Following this reasoning, we proposed a more active attitude offering enlistment for LT to those patients who after initial HCC resection would prove to bear this pathologic high risk profile. The results of this study demonstrate the efficacy of this novel policy. During the period of the investigation, we operated on 77 patients and 17 of them qualified as candidates both for resection and LT. According to our treatment strategy, they were offered resection as primary treatment, and based on the pathologic findings, 8 patients were classified at high risk and 9 at low risk. All but 1 of those at high risk showed recurrence either prior to LT (n = 2) or in the explanted liver in the absence of disease on imaging techniques (n = 3). Unfortunately, 2 patients did not accept to be enlisted, and when recurrence was detected, it was recognized as multifocal and LT could not be indicated as a salvage procedure. These 2 subjects support the aforementioned concept suggesting that recurrence due to dissemination is very unlikely to be detected at a stage when salvage LT might be feasible. In addition, we have also evidenced that this policy offers an adequate long-term outcome. Only 1 patient developed massive or extensive tumor dissemination after LT and died 4 months after the operation. The other 4 patients have been followed for a median of 45 months and show no tumor recurrence, there being only 1 death at 84 months because of recurrent hepatitis C virus cirrhosis.
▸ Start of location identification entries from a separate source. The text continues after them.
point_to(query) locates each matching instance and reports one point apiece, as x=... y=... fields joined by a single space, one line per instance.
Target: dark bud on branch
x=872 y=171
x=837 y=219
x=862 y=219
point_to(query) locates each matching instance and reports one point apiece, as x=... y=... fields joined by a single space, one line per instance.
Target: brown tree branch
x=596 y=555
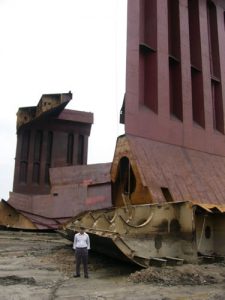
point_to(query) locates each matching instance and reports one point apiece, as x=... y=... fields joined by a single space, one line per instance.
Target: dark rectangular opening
x=176 y=107
x=148 y=55
x=217 y=104
x=174 y=28
x=167 y=195
x=148 y=79
x=197 y=97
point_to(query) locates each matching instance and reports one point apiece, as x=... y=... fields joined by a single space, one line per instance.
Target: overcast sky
x=57 y=46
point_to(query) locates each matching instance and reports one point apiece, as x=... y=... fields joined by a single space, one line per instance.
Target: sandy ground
x=41 y=266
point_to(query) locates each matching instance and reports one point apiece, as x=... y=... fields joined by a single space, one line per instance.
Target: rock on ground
x=40 y=266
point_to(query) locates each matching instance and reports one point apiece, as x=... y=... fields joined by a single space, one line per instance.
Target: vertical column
x=148 y=55
x=198 y=111
x=221 y=37
x=217 y=103
x=176 y=106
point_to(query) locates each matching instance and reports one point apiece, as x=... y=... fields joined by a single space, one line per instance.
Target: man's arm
x=74 y=242
x=88 y=242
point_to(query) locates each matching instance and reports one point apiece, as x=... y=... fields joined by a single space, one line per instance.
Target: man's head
x=81 y=229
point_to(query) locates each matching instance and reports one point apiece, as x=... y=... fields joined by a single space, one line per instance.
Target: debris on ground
x=180 y=275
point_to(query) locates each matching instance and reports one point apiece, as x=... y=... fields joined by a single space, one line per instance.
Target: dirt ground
x=41 y=266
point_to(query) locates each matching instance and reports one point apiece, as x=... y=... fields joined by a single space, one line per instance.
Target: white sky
x=57 y=46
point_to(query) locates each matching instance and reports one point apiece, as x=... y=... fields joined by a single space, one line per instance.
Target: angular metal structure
x=168 y=171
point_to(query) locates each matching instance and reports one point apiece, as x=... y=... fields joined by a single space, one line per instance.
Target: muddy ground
x=41 y=266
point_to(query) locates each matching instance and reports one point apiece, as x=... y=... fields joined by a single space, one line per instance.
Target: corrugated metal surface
x=190 y=175
x=81 y=174
x=74 y=189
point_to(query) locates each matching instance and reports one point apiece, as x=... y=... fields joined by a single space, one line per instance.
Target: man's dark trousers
x=82 y=256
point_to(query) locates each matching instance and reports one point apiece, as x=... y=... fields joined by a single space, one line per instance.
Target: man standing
x=81 y=245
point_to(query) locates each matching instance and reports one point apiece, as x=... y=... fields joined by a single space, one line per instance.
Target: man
x=81 y=245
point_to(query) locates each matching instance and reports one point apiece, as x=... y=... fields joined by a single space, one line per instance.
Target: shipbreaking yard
x=39 y=265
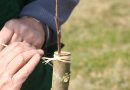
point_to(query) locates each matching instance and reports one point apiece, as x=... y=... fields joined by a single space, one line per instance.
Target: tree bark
x=61 y=71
On the other hand, the outcome of patients classified as low risk has also been encouraging. Only 2 out of the 9 patients in this group have recurrence. One of them was amenable to be enlisted for LT (successfully performed after 9 months waiting time), while the other was discarded due to multifocal disease and was treated by transarterial chemoembolization. The remaining 7 patients are all alive and free of disease after a median follow-up of 55 months. They may develop recurrence during follow-up, but this will very likely be the result of a de novo tumor in the cirrhotic liver. Accordingly, this group of patients will benefit from a conservative approach with regular surveillance that allows them to skip or delay the risks associated to LT. If HCC occurs, they will become optimal candidates for salvage LT.
It could be argued that the number of patients in which the need of LT is avoided is very limited, and therefore, it makes no sense to maintain resection as the first option. However, any effort to optimize the use of the limited pool of cadaveric donors is worth undertaking.
In the future, the availability of effective adjuvant therapies may effectively prevent recurrence, and/or molecular profiling57 will refine the risk assessment even prior to tumor resection. While these advancements take place, our active salvage transplantation policy according to risk appears to be an effective treatment policy for patients with surgical HCC. Obviously, confirmation of our data by other groups should be available prior to unequivocally recommending this policy in conventional clinical practice.